I'm happy to be talking to a true white American.
Troubled times produce creative responses. Steven Spielberg's reaction to Trump era claims of fake news was The Post, a story of the free press holding the government to account when it misinformed the public. Now in BlacKkKlansman director Spike Lee tackles America's racist upsurge under its current political administration. And in doing so he crafts one of the most accessible, compelling and provocative films of his career. Did I mention entertaining and funny? I'll get to that.
BlacKkKlansman, though heavy with contemporary relevance, is based in recent US history; like The Post it's set during the upheaval of the Nixon administration and the Vietnam War. Its inspiration is the unfeasible but true story of Ron Stallworth, the first black officer in the Colorado Police Department. Acting on his own initiative, Stallworth established contact with a local chapter of the Ku Klux Klan, with a view to infiltrating them. Unable to show up in person (for obvious reasons), he asked a white fellow-detective to act as a surrogate. Hence there were two Rons - the one who sustained phone contact, and his partner who played him at Klan meetings.
Spike Lee takes this factual basis and uses it to forge a taut police thriller that also draws on the tumultuous racial politics of 1970s America. Stallworth is played by John David Washington, son of Denzel, in a performance to make his dad proud. Equipped with smarts, panache and one of the best afros in the history of cinema, he's a magnetic protagonist, reminiscent of iconic Blaxploitation hero John Shaft. His teammate on the force is Jewish detective Flip Zimmerman, Star Wars' Adam Driver supplying equal dramatic weight, as a guy who till now has more easily been able to ignore the prejudice levelled against him. The rapport established between the two of them and their colleagues is easy, natural and a consistent source of laugh-out-loud moments.
It's a relief in a story with a core of darkness. If humour is one side of this coin, horror is the other - not the blood-and-guts kind, but rather the stink of naked racism. The Klan scenes are claustrophobic enough to make your skin crawl; heavy with bile and vicious racial insults, they're also nuanced enough in the characters they portray to feel scarily real. And having an undercover Jewish cop relaxing in their fetid company heightens our response.
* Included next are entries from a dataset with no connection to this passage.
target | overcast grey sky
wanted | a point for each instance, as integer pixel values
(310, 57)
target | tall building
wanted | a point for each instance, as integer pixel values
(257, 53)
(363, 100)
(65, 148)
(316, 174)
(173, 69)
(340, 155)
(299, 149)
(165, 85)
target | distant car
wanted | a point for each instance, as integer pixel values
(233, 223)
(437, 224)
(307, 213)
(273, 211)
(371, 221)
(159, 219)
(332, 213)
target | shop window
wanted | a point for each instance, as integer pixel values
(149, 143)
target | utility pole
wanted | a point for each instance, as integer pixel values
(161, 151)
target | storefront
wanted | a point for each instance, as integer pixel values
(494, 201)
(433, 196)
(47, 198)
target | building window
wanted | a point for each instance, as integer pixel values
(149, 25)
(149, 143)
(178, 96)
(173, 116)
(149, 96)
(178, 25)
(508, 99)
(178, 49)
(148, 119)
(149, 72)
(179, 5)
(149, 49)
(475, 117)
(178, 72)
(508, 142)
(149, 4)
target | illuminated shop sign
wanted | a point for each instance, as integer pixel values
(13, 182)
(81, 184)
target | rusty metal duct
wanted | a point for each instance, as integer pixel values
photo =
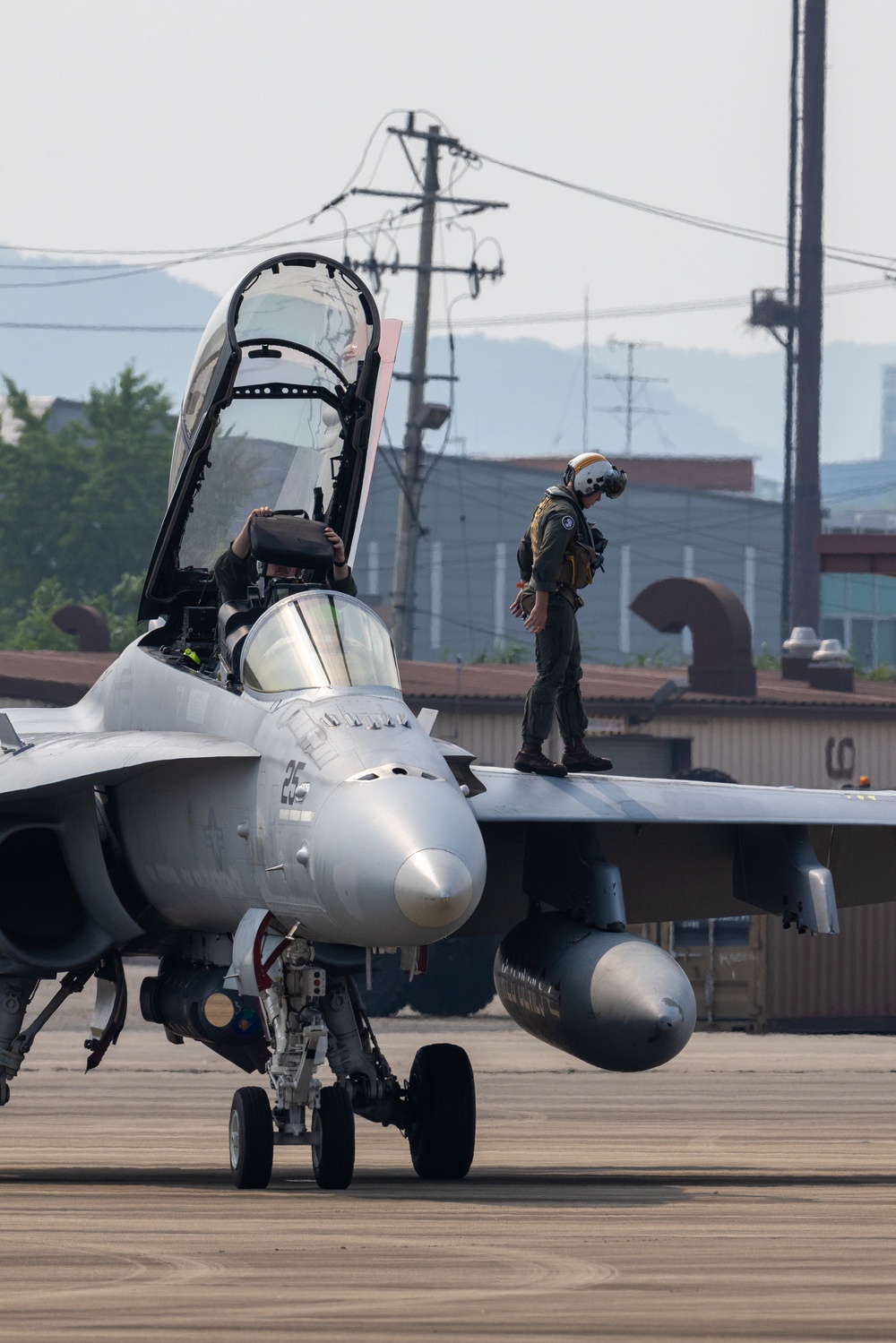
(719, 629)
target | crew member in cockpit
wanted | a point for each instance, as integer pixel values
(236, 568)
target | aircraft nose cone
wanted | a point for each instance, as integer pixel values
(433, 888)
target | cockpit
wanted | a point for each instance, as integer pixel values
(277, 412)
(280, 411)
(316, 641)
(303, 333)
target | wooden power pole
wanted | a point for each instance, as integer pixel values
(806, 508)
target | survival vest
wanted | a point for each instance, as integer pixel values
(584, 548)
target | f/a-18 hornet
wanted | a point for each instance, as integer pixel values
(245, 796)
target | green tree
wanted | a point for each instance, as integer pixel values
(35, 630)
(120, 503)
(40, 476)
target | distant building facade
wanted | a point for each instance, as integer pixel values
(474, 512)
(888, 411)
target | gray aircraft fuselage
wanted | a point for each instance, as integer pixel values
(297, 831)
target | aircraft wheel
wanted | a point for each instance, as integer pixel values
(333, 1139)
(441, 1098)
(252, 1138)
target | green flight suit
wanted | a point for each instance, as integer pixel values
(234, 575)
(546, 565)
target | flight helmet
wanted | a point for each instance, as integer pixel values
(590, 471)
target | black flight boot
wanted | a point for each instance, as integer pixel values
(532, 761)
(578, 759)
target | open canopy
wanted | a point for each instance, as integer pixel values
(277, 412)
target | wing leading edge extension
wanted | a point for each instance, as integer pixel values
(50, 764)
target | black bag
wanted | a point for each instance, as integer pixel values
(290, 540)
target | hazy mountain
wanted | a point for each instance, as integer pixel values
(513, 398)
(65, 363)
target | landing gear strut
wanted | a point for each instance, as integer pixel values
(312, 1015)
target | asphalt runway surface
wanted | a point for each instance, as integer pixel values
(745, 1192)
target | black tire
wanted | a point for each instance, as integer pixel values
(441, 1098)
(389, 987)
(252, 1138)
(333, 1139)
(458, 978)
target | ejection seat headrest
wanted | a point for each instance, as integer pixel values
(287, 538)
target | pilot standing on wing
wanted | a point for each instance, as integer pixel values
(560, 554)
(236, 568)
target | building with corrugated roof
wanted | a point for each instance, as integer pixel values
(476, 511)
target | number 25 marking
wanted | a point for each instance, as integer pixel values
(289, 783)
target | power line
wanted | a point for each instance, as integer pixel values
(471, 324)
(759, 236)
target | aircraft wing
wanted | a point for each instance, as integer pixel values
(511, 796)
(684, 849)
(50, 764)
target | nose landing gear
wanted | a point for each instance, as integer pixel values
(441, 1112)
(333, 1139)
(252, 1138)
(311, 1015)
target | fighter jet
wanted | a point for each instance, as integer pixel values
(245, 796)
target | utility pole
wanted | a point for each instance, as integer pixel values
(630, 382)
(586, 374)
(806, 513)
(409, 501)
(421, 414)
(790, 366)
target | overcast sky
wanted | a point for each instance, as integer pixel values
(202, 123)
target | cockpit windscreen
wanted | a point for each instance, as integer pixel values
(319, 640)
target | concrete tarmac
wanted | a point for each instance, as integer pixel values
(745, 1192)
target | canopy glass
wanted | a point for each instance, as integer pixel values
(319, 640)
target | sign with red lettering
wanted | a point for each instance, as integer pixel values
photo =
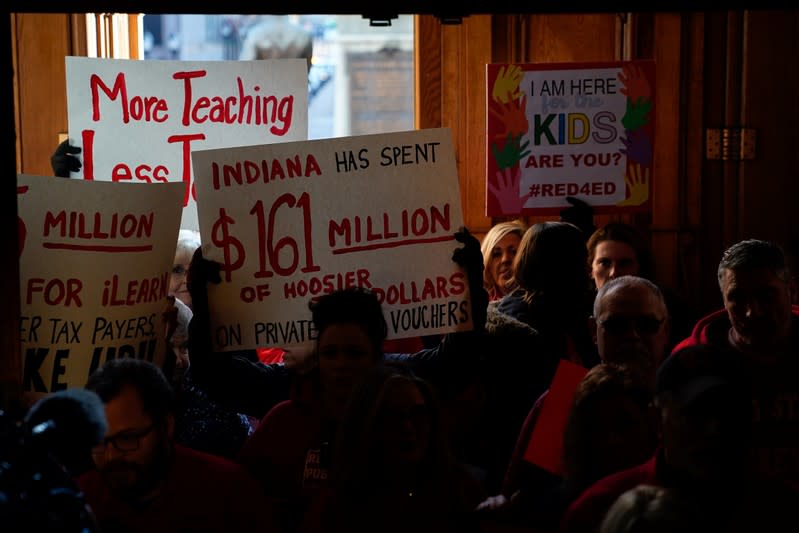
(138, 121)
(545, 447)
(569, 129)
(94, 261)
(292, 221)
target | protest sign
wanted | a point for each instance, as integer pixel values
(569, 129)
(94, 259)
(138, 121)
(292, 221)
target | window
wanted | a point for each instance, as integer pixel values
(360, 79)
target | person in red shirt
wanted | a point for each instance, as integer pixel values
(759, 322)
(703, 402)
(144, 482)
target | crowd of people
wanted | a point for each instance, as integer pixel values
(679, 422)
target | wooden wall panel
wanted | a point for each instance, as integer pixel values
(466, 48)
(667, 154)
(690, 240)
(572, 37)
(768, 190)
(41, 79)
(427, 79)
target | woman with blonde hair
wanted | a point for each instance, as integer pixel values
(499, 248)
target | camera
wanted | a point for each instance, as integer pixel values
(37, 493)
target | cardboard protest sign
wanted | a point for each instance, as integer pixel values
(94, 260)
(138, 121)
(292, 221)
(569, 129)
(545, 447)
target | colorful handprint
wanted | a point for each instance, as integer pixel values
(637, 147)
(506, 86)
(511, 153)
(637, 182)
(513, 117)
(506, 191)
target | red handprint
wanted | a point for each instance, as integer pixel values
(513, 117)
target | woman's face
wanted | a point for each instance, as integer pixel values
(405, 424)
(502, 259)
(345, 355)
(613, 259)
(177, 280)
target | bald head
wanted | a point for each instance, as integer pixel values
(630, 323)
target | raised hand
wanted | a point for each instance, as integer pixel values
(506, 191)
(506, 86)
(470, 258)
(637, 148)
(63, 161)
(201, 272)
(636, 114)
(637, 186)
(512, 152)
(635, 83)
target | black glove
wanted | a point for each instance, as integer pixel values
(580, 214)
(470, 258)
(201, 272)
(62, 160)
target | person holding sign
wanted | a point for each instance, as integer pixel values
(618, 249)
(144, 481)
(188, 242)
(551, 290)
(499, 247)
(290, 450)
(393, 469)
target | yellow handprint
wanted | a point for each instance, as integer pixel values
(506, 86)
(637, 186)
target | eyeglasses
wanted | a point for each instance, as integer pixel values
(417, 415)
(128, 441)
(619, 325)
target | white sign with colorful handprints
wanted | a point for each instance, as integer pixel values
(556, 131)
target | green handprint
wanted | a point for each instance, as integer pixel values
(511, 152)
(636, 114)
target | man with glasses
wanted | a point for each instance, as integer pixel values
(143, 481)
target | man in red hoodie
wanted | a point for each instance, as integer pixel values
(759, 321)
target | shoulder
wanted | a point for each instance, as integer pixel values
(500, 322)
(587, 511)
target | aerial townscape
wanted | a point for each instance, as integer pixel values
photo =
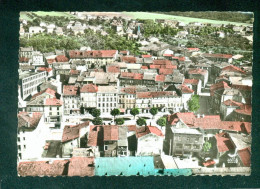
(119, 94)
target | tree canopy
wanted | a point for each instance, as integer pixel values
(119, 121)
(141, 121)
(161, 121)
(194, 103)
(153, 111)
(97, 121)
(134, 111)
(95, 112)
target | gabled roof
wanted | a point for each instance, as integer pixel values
(217, 86)
(89, 88)
(110, 132)
(223, 142)
(42, 168)
(144, 130)
(81, 166)
(53, 102)
(197, 71)
(245, 156)
(61, 58)
(233, 68)
(128, 59)
(71, 132)
(27, 120)
(226, 56)
(191, 81)
(70, 90)
(92, 54)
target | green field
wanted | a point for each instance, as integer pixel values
(41, 13)
(146, 15)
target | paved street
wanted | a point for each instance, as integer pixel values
(204, 105)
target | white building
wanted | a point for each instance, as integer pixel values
(29, 82)
(71, 99)
(107, 99)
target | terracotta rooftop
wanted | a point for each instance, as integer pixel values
(70, 90)
(92, 54)
(110, 132)
(144, 130)
(223, 142)
(156, 94)
(245, 156)
(198, 71)
(226, 56)
(81, 166)
(113, 69)
(217, 86)
(61, 58)
(29, 120)
(89, 88)
(160, 78)
(129, 75)
(71, 132)
(128, 59)
(191, 81)
(53, 102)
(42, 168)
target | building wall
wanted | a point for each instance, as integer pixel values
(149, 144)
(30, 83)
(107, 102)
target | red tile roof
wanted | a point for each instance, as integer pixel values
(110, 132)
(129, 90)
(61, 58)
(144, 130)
(160, 78)
(191, 81)
(226, 56)
(25, 119)
(223, 142)
(74, 72)
(154, 94)
(53, 102)
(70, 90)
(42, 168)
(146, 56)
(152, 66)
(245, 156)
(128, 59)
(81, 166)
(113, 69)
(47, 91)
(165, 71)
(217, 86)
(92, 54)
(41, 69)
(193, 49)
(89, 88)
(129, 75)
(230, 102)
(208, 122)
(185, 89)
(161, 62)
(95, 137)
(198, 71)
(23, 59)
(233, 68)
(242, 87)
(71, 132)
(244, 109)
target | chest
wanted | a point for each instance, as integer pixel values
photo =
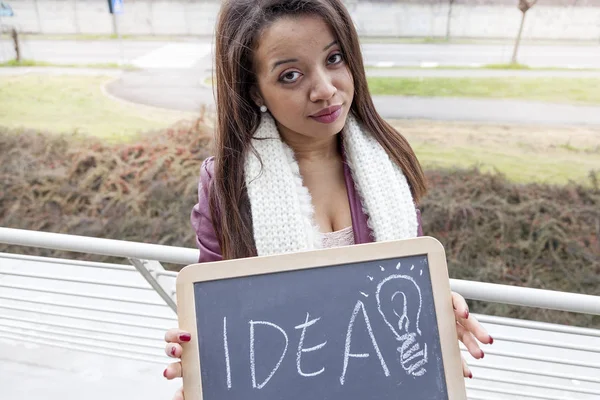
(327, 187)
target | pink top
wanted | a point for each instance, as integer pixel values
(343, 237)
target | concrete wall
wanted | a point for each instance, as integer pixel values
(181, 17)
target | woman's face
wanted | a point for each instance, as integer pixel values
(303, 78)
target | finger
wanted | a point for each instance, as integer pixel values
(179, 394)
(173, 350)
(466, 370)
(177, 336)
(461, 309)
(472, 325)
(469, 341)
(172, 371)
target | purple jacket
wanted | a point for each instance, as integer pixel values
(206, 237)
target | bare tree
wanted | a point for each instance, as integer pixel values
(524, 6)
(450, 6)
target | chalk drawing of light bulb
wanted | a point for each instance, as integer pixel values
(399, 301)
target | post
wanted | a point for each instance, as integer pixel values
(15, 37)
(518, 43)
(115, 7)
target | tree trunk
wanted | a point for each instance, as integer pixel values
(518, 41)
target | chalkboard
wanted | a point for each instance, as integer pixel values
(362, 322)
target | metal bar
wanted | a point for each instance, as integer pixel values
(66, 261)
(73, 342)
(540, 385)
(109, 247)
(546, 344)
(514, 393)
(140, 265)
(470, 397)
(537, 373)
(76, 280)
(536, 358)
(548, 299)
(542, 326)
(170, 274)
(79, 328)
(89, 296)
(87, 350)
(102, 320)
(89, 308)
(12, 329)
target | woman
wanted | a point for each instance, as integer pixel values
(303, 160)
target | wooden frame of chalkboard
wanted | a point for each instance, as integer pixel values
(236, 287)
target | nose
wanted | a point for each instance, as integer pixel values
(323, 87)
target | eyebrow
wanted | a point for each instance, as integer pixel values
(291, 60)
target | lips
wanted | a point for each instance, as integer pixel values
(327, 115)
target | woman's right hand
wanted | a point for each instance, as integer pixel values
(174, 338)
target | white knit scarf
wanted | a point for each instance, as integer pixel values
(281, 206)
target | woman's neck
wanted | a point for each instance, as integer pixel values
(313, 150)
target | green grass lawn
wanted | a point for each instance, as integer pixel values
(75, 104)
(523, 153)
(564, 90)
(68, 104)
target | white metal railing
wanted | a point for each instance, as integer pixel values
(107, 247)
(559, 347)
(489, 292)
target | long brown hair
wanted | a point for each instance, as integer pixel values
(239, 25)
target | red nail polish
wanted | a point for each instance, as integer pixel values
(185, 337)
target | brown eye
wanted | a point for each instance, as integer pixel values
(290, 77)
(335, 58)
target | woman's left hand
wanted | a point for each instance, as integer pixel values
(469, 331)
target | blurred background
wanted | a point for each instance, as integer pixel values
(106, 116)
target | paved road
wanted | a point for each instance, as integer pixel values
(162, 54)
(183, 90)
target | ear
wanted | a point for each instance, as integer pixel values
(256, 96)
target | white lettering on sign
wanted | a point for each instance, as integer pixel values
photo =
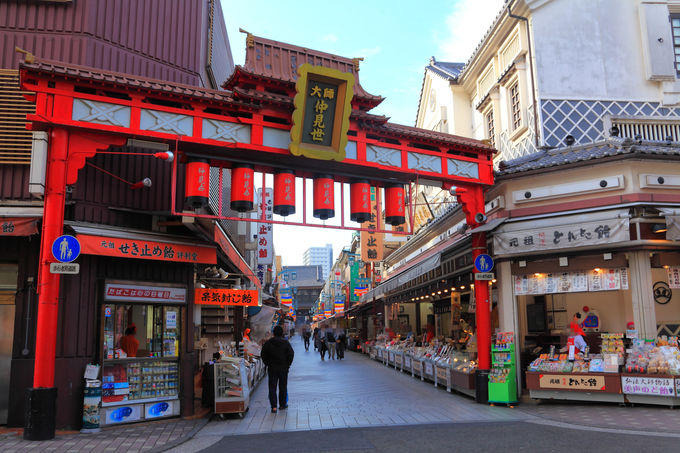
(64, 268)
(635, 385)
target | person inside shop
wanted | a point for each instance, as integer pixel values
(278, 354)
(578, 333)
(128, 343)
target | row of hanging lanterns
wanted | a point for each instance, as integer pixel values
(242, 193)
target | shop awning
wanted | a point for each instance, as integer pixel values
(395, 282)
(585, 229)
(672, 223)
(234, 256)
(126, 243)
(490, 225)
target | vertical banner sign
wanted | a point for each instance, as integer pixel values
(264, 230)
(354, 280)
(321, 116)
(372, 242)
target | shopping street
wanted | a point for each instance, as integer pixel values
(360, 404)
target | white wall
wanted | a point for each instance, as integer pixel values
(590, 49)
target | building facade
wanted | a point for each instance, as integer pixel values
(319, 256)
(184, 44)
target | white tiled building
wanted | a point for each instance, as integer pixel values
(319, 256)
(584, 65)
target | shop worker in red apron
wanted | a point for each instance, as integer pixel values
(278, 354)
(578, 333)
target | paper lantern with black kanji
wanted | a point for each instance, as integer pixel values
(360, 201)
(242, 187)
(197, 183)
(284, 192)
(395, 213)
(324, 192)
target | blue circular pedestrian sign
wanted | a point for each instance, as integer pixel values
(483, 263)
(65, 248)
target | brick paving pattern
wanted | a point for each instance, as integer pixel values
(146, 437)
(353, 393)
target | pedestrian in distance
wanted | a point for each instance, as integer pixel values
(330, 343)
(316, 339)
(323, 345)
(342, 344)
(278, 355)
(305, 336)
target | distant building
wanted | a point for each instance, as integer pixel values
(319, 256)
(307, 283)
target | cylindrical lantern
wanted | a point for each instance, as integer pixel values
(284, 192)
(242, 187)
(394, 204)
(360, 201)
(197, 183)
(324, 192)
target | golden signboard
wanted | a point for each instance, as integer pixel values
(572, 382)
(372, 242)
(323, 103)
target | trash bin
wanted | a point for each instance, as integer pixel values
(92, 397)
(482, 386)
(41, 413)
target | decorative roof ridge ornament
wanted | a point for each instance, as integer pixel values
(250, 39)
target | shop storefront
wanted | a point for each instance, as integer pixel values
(586, 271)
(142, 333)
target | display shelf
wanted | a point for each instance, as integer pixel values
(232, 389)
(503, 374)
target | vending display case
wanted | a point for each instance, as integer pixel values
(232, 386)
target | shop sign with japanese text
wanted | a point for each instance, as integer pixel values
(372, 242)
(149, 250)
(643, 385)
(143, 293)
(237, 297)
(265, 235)
(593, 383)
(571, 282)
(561, 236)
(21, 226)
(321, 115)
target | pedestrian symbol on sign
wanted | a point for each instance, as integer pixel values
(483, 263)
(65, 248)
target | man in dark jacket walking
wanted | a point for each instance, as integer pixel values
(278, 354)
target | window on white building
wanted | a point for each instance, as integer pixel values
(490, 127)
(675, 29)
(515, 108)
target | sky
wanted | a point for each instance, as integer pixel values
(396, 38)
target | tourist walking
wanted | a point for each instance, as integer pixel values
(306, 334)
(330, 343)
(278, 354)
(342, 344)
(316, 339)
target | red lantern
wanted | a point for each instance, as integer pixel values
(284, 192)
(197, 183)
(324, 192)
(242, 187)
(360, 201)
(395, 214)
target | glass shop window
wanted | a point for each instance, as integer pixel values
(141, 331)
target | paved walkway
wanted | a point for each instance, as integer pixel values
(353, 393)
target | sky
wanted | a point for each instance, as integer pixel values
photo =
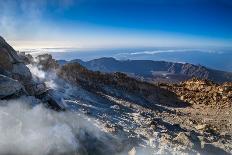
(116, 23)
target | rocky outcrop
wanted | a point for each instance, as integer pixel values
(12, 65)
(46, 62)
(9, 87)
(155, 71)
(205, 92)
(16, 78)
(97, 81)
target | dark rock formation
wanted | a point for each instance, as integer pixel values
(16, 78)
(155, 71)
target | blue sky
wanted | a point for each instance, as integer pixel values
(116, 23)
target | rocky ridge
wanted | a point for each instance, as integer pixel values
(147, 118)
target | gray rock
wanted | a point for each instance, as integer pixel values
(9, 86)
(22, 71)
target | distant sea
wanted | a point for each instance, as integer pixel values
(220, 59)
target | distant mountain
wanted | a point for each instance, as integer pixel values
(157, 71)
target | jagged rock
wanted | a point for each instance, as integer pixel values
(196, 91)
(184, 139)
(132, 151)
(46, 62)
(21, 72)
(9, 86)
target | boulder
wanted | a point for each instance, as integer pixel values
(9, 86)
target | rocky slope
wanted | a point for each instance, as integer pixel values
(155, 70)
(132, 116)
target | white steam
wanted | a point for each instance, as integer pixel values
(38, 130)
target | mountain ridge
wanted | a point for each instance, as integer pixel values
(154, 71)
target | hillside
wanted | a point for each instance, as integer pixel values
(79, 111)
(155, 71)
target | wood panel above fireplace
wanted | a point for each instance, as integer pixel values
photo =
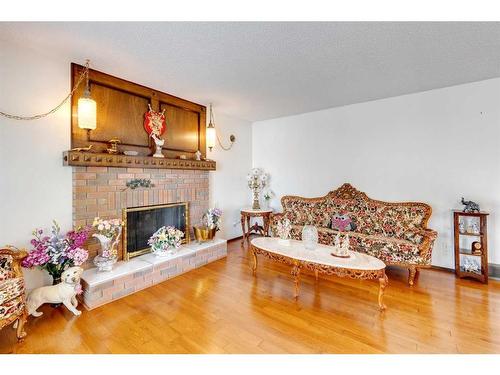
(121, 106)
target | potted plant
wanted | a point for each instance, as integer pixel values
(268, 195)
(166, 241)
(57, 252)
(210, 225)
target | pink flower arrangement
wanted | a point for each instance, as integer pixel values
(57, 252)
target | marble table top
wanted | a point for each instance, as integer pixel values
(321, 255)
(253, 211)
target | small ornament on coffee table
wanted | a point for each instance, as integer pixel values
(341, 247)
(155, 125)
Enter David Duke, one-time Grand Wizard of the KKK (portrayed here by Topher Grace as the suave and articulate public face of intolerance), and the creep-factor only intensifies.
Spike Lee has made politically confrontational films over three decades and he pulls no punches here - whether referencing dubious racial stereotypes from Hollywood's past or echoing recent Trumpian rhetoric in the dialogue. The early '70s setting also enables him to explore tensions over how best to combat racism; Stallworth's 'change the system from within' stance is pitted against the more radical sympathies of the girl he's dating (Spiderman: Homecoming's Laura Harrier with a 'fro to match her attitude). The most heartening aspect of the movie, however, is Lee's respect for Stallworth's approach - something emphasised in the film's searing conclusion.
BlacKkKlansman is an ambitious brew of funky '70s style (its soundtrack is glorious), tense police procedure and toxic racial politics. It's a magnificently realised period piece and a bitingly contemporary satire - one fuelled by the fire that recent events have lit under the director's ass. While it will undoubtedly stick around as a high-point in Lee's career, the time to see it is now.
Much laughter - some hearty, some uneasy. Cringing discomfort, particularly at one moment of grim racist iconography. Oh, and I was pummelled into silence by the footage with which the film closes. Goddamn.
Where Are the Women?: Harrier is great as student activist Patrice, while Ashlie Atkinson brings a sad-sack humanity to bitter Klan wife Connie.
Ed's Verdict: 9/10. Make no mistake, this is first and foremost a great story, with gutsy and sometimes hilarious central performances. But it also punches like a heavyweight. The most important film I'm seen so far this year, and one of the best.